When the Berliner Philharmoniker, conducted by Simon Rattle, performed Wagner’s Die Walküre at the Festival of Aix-en-Provence in the summer of 2007, they had not played the work for four decades. “You do not know what an orchestra is until you have heard the Berliner Philharmoniker,” Le Monde wrote. “The brass astounded with their penetrating power and precision, strings and woodwinds left us speechless.” Luckily, it was not necessary to wait such a long time for the work to be performed by the orchestra again. In a concert performance conducted by Simon Rattle, Die Walküre was once again to be heard at the Philharmonie in 2012.

Some of the singers from the Aix production also reprise their roles here, including Eva-Maria Westbroek as Sieglinde. The critic of Libération wrote at that time, she was “in Olympic form: noble and powerful, with flexible, radiant top notes, a glorious low register and ideal characterisation.” Appearing with her is Evelyn Herlitzius as Brünnhilde, one of the most renowned Wagnerian singers of our time who has performed the role several times at the Bayreuth Festival. Among the male performers, however, there are some new discoveries to the world of Wagner.
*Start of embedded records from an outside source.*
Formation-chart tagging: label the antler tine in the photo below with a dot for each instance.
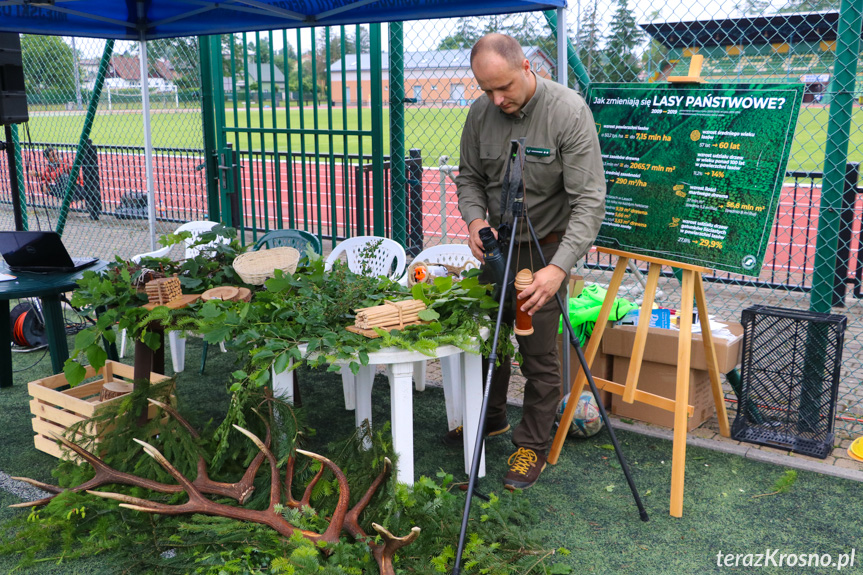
(157, 455)
(338, 519)
(275, 489)
(139, 504)
(352, 520)
(385, 553)
(43, 486)
(249, 476)
(289, 481)
(307, 494)
(105, 475)
(241, 490)
(175, 414)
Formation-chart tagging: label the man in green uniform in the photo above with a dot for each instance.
(565, 201)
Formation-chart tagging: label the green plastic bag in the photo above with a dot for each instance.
(584, 311)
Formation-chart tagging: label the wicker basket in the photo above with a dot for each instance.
(255, 268)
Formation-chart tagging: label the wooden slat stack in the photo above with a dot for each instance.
(390, 315)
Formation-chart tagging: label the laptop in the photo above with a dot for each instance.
(39, 252)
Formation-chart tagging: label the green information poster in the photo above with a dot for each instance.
(694, 171)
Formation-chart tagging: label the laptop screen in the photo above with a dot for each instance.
(38, 251)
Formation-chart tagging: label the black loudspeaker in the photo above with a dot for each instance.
(13, 96)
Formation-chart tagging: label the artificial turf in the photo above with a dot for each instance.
(583, 500)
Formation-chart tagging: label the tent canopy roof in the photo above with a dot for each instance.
(153, 19)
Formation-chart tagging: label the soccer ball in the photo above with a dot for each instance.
(586, 420)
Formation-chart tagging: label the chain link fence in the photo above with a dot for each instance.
(754, 42)
(108, 215)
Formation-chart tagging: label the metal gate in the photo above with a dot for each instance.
(297, 138)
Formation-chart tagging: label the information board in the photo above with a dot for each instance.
(694, 172)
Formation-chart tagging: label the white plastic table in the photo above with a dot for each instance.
(462, 384)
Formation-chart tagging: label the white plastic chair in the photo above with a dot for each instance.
(454, 255)
(380, 262)
(160, 253)
(177, 339)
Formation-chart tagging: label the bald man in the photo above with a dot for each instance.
(565, 201)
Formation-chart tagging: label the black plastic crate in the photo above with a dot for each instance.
(790, 379)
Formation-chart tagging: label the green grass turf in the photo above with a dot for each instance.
(436, 131)
(583, 500)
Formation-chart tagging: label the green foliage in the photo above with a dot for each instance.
(623, 39)
(113, 295)
(502, 539)
(782, 485)
(312, 307)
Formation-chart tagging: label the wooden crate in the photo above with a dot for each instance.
(54, 411)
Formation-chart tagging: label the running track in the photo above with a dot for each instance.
(181, 195)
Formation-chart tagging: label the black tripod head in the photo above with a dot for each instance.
(512, 191)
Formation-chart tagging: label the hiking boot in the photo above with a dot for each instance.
(455, 437)
(525, 465)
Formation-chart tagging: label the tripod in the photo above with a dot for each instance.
(512, 203)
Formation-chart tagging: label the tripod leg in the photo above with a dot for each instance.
(624, 465)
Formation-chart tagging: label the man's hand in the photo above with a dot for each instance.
(474, 242)
(545, 284)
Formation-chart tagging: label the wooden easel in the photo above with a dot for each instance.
(692, 287)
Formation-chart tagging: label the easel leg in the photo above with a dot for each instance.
(710, 356)
(589, 354)
(681, 398)
(641, 332)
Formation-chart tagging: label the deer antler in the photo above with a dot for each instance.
(342, 518)
(105, 475)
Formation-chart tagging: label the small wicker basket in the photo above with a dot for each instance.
(255, 268)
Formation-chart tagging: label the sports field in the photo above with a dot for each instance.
(436, 131)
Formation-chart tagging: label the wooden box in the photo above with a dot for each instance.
(54, 410)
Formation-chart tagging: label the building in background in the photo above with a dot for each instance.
(780, 48)
(433, 77)
(124, 72)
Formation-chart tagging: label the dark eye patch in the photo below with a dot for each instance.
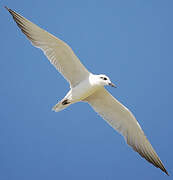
(103, 78)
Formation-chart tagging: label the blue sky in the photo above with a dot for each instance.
(131, 42)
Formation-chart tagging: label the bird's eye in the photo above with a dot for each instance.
(103, 78)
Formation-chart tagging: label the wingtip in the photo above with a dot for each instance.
(166, 172)
(6, 8)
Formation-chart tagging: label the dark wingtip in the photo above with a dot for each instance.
(6, 8)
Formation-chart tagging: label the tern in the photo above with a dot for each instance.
(88, 87)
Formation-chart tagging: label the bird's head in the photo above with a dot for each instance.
(104, 80)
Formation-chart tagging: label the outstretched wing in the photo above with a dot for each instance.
(121, 119)
(58, 52)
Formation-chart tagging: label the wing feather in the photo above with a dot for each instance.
(121, 119)
(58, 52)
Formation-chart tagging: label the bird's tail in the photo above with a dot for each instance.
(59, 106)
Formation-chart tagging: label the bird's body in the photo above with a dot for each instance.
(85, 86)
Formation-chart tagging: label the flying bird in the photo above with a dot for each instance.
(88, 87)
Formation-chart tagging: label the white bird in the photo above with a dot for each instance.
(88, 87)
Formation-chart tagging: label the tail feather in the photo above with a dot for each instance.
(59, 107)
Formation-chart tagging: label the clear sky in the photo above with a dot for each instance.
(132, 43)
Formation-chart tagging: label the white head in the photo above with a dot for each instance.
(103, 80)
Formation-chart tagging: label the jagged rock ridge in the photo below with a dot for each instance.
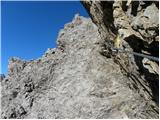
(73, 80)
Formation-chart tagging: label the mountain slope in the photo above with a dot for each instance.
(73, 80)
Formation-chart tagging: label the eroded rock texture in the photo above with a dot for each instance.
(138, 22)
(75, 80)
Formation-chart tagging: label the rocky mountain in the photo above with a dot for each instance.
(79, 79)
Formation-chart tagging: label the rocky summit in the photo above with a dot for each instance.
(78, 79)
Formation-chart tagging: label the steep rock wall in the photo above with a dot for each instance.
(73, 80)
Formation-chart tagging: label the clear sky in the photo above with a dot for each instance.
(29, 28)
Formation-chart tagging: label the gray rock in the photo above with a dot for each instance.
(72, 81)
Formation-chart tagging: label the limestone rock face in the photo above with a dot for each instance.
(138, 22)
(73, 80)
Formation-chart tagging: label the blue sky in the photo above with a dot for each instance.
(29, 28)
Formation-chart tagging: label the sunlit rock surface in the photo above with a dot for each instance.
(73, 80)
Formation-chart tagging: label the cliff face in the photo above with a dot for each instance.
(74, 80)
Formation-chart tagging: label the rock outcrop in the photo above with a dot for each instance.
(75, 80)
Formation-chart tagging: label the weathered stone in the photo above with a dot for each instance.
(75, 80)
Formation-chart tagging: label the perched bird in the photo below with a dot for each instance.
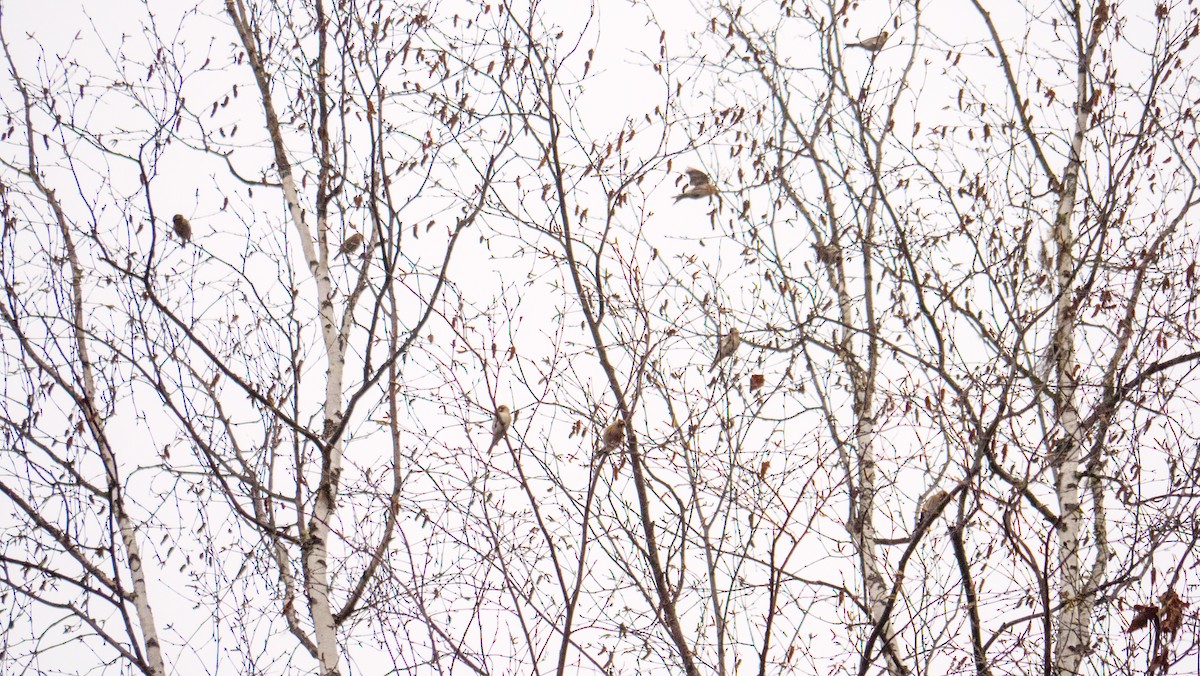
(612, 436)
(351, 245)
(501, 424)
(699, 185)
(726, 346)
(183, 228)
(871, 43)
(930, 504)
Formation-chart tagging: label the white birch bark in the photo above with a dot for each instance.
(88, 404)
(1075, 592)
(315, 540)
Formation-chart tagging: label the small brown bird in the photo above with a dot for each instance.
(871, 43)
(351, 245)
(699, 185)
(501, 424)
(726, 346)
(183, 228)
(613, 435)
(930, 504)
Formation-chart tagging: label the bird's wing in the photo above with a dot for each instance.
(696, 178)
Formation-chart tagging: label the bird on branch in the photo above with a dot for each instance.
(726, 347)
(351, 245)
(871, 43)
(699, 186)
(501, 424)
(613, 435)
(183, 228)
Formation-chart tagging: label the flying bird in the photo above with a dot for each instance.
(501, 424)
(871, 43)
(612, 436)
(351, 245)
(183, 228)
(726, 346)
(699, 185)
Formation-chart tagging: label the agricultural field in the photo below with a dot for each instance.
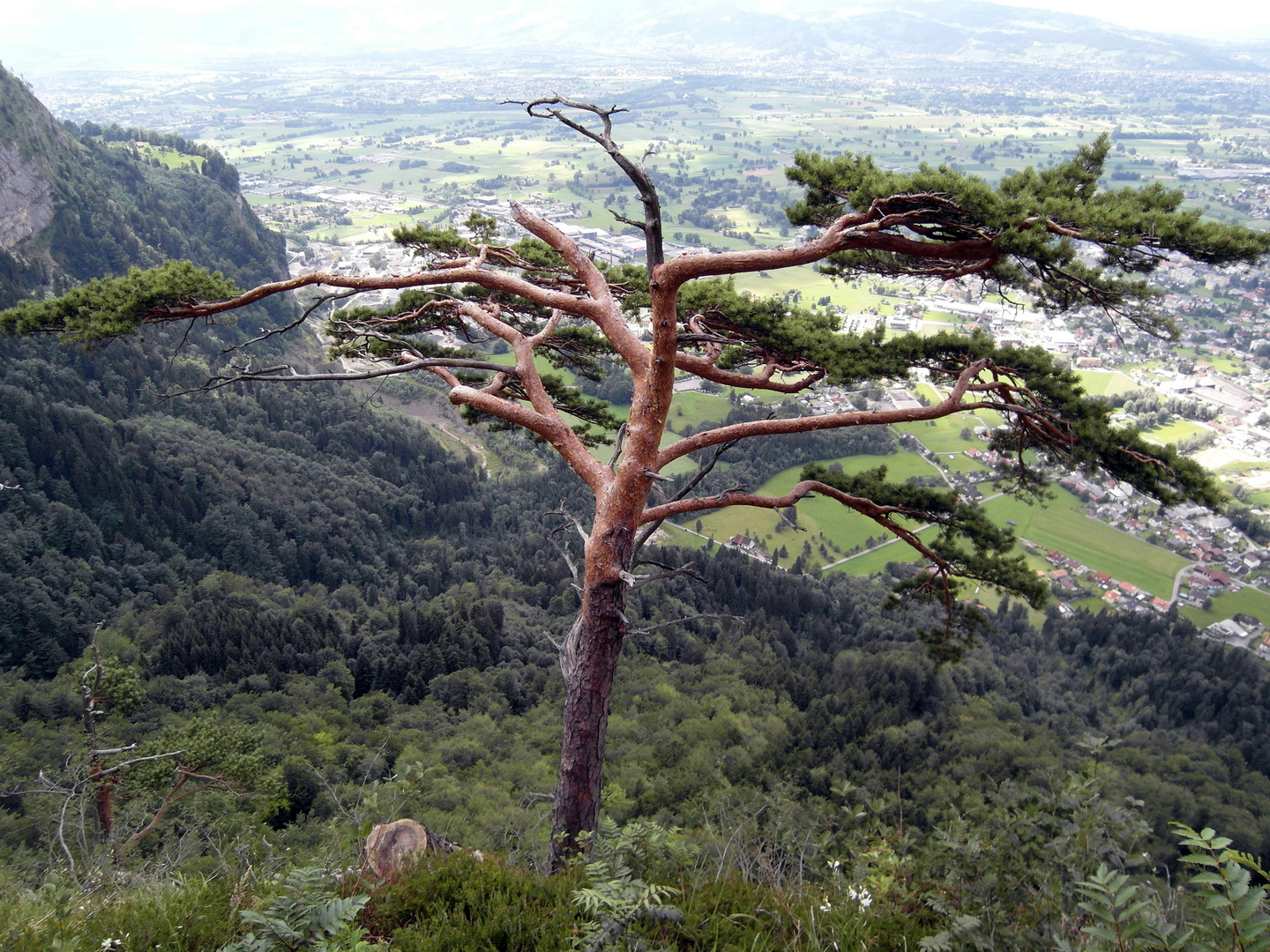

In the role of Siegmund is Christian Elsner, who first sang this role at the Semperoper in Dresden in April 2010; he was described as the “perfect interpreter” (Der Tagesspiegel) of the title role in a performance of Parsifal in Berlin. As Wotan, we hear Terje Stensvold who, after more than 25 years at the Norwegian National Opera in Oslo, became much in demand all over the world, including appearances at the Vienna State Opera, Covent Garden in London and La Scala in Milan. In the course of this great development in his career, he turned increasingly to the work of Wagner and was soon considered one of the leading interpreters of Wotan.